# Will this complaint affect my chances of keeping my target job



## dontwanagetfire (Dec 8, 2020)

So a guest did a complaint about me the other day, which was the busiest day of the season that i’ve experienced since working at target. We are currently having a 10% off on all in store purchases that would require you to have the target app, going on currently and a lot flyers and advertisements hanging around that a lot of guests saw and wanted to take part in. this one guest saw this advertisement and asked me about it as i was finishing up her transaction. She was in the process of downloading the app on her phone which apparently was acting up and taking a really long time to do while i had a one or two guests waiting behind her while she sat there trying to figure it out. It was probably one of the busiest days we’ve had so i thought i was doing the sensible thing and after a minute had passed i just asked if it was okay if she could go to the service desk and if they could help her with the deal up there. i remained as respectful as possible and really didn’t mean to offend her in any way. But i guess i offended her because my team lead came and talked to me about it today when i came on shift. I currently have a seasonal position at target and i was really really hoping they’d keep me on after the season was over and i was wondering if this complaint would affect my chances and if it does is there any way i could fix it?


----------



## Hardlinesmaster (Dec 8, 2020)

There was coupon printout. It should of been at the register. 10% off is not on everything, it has restrictions. It is suggested to get with your tl. Also, check the spot app on your phone to know the deal.


----------



## Yetive (Dec 8, 2020)

Apologize to the TL, and ask for advice about what to do in that situation.


----------



## DBZ (Dec 9, 2020)

No, it should not effect your chances. Tis the season for grumpy Karens. Before sending someone to the service desk, you might want to turn on your lane light to be sure that is the best way to handle it. The line can be very long at the service desk this time of year and there might be an easier way to handle something.


----------



## dontwanagetfire (Dec 9, 2020)

DBZ said:


> No, it should not effect your chances. Tis the season for grumpy Karens. Before sending someone to the service desk, you might want to turn on your lane light to be sure that is the best way to handle it. The line can be very long at the service desk this time of year and there might be an easier way to handle something.
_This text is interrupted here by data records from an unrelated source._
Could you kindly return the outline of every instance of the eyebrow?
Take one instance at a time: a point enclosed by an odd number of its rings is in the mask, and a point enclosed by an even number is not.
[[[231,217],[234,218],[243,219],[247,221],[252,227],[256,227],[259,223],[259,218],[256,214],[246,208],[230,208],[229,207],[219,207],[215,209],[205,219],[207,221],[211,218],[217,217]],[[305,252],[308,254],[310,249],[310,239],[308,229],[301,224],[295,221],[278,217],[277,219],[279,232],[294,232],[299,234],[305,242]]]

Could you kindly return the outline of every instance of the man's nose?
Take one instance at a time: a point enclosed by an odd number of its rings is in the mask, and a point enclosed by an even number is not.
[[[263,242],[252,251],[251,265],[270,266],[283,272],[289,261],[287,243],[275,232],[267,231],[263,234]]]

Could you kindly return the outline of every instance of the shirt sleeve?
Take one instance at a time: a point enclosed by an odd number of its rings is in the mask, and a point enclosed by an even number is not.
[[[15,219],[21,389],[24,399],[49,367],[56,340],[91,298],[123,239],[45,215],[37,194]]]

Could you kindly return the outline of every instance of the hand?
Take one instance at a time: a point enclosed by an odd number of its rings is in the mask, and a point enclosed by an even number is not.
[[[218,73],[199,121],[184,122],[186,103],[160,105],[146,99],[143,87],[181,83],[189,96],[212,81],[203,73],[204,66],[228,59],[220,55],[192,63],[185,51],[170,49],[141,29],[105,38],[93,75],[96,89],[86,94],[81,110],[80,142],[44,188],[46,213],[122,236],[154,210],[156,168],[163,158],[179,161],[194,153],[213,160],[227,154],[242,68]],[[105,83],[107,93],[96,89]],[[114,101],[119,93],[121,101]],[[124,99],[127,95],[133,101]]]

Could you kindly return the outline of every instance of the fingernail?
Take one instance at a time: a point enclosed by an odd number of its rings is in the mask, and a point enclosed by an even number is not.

Yeah she said next time to just call over a supervisor. It’s just we had a bunch of new trainees on the registers that he was helping and i didn’t want to have this guest and the other guests in line having to wait for him to finish up helping the others after they’ve already waited as long as they did. i dunno, lesson learned though haha.


----------



## DBZ (Dec 9, 2020)

dontwanagetfire said:


> Yeah she said next time to just call over a supervisor. It’s just we had a bunch of new trainees on the registers that he was helping and i didn’t want to have this guest and the other guests in line having to wait for him to finish up helping the others after they’ve already waited as long as they did. i dunno, lesson learned though haha.


 
I hear you, but the SETL might be nearby. There are also other TMs walking around who can help. Also, when I watch the front, if a guest does need help from Guest service, I might walk the person over myself or I might just fix the problem at a different register.


----------



## Captain Orca (Dec 9, 2020)

I de-fused a bitch Karen on line at a grocery store recently, made me feel great as it did for the young lady cashier.  Nice little kid doing her job.  I'm a former "soccer-basketball-field hockey dad" so I know teen girls.  Mine is grown now and turned out great.  BitchKaren was cranked up about the young lady's speed and I told her to breathe deeply, stand back a few feet and leave her the hell alone.  I can get away with that, I'm big, arrogant sometimes and can get loud.  I love cats, we had 5 at one point.


----------



## jackandcat (Dec 13, 2020)

Hardlinesmaster said:


> There was coupon printout. It should of been at the register. 10% off is not on everything, it has restrictions. It is suggested to get with your tl. Also, check the spot app on your phone to know the deal.


Not at our store.  We had no coupon printout for this Circle Offer, and we very rarely receive coupon printouts for Circle Offers.

The information we received from our leaders was the guest actually needed to use Circle (either on the App or alternatively on the web site), save the 10% off Circle digital coupon, and have the digital coupon discount come off via either scanning their bar code or via their cell phone number.

I made a point of asking guests up-front if they were using Circle, and assisting them in getting the digital coupon via the App or web site or by downloading the app.  I would help them find the coupon.   Also, because the new POS doesn't clearly show that the discount was taken off until the receipt prints out., I specifically asked my guests NOT to input their phone number or scan their bar code until all items were scanned, reading aloud the sales total, then having them put in their number OR scan their bar code, then reading the adjusted sales total and comparing with the pre-Circle sales total. 

That way, if for some reason the 10% didn't come off, we could compare what items they bought with the (lengthy) exclusions list OR ask if someone in their household had already used this coupon or if they had (accidentally) already used this offer, probably visiting Starbucks and inputting their number/scanning their barcode and thereby "using up" their one-use digital coupon.

While this was a somewhat harder approach, it gave me dozens of opportunities to get Target guests enrolled in Circle or learn how to use the App to easily add digital coupons.  Nearly all of my guests were very grateful for my assistance in instructing them how to select and save "Circle Offer" digital coupons on the app.  The process actually went very smoothly for me and my guests.


----------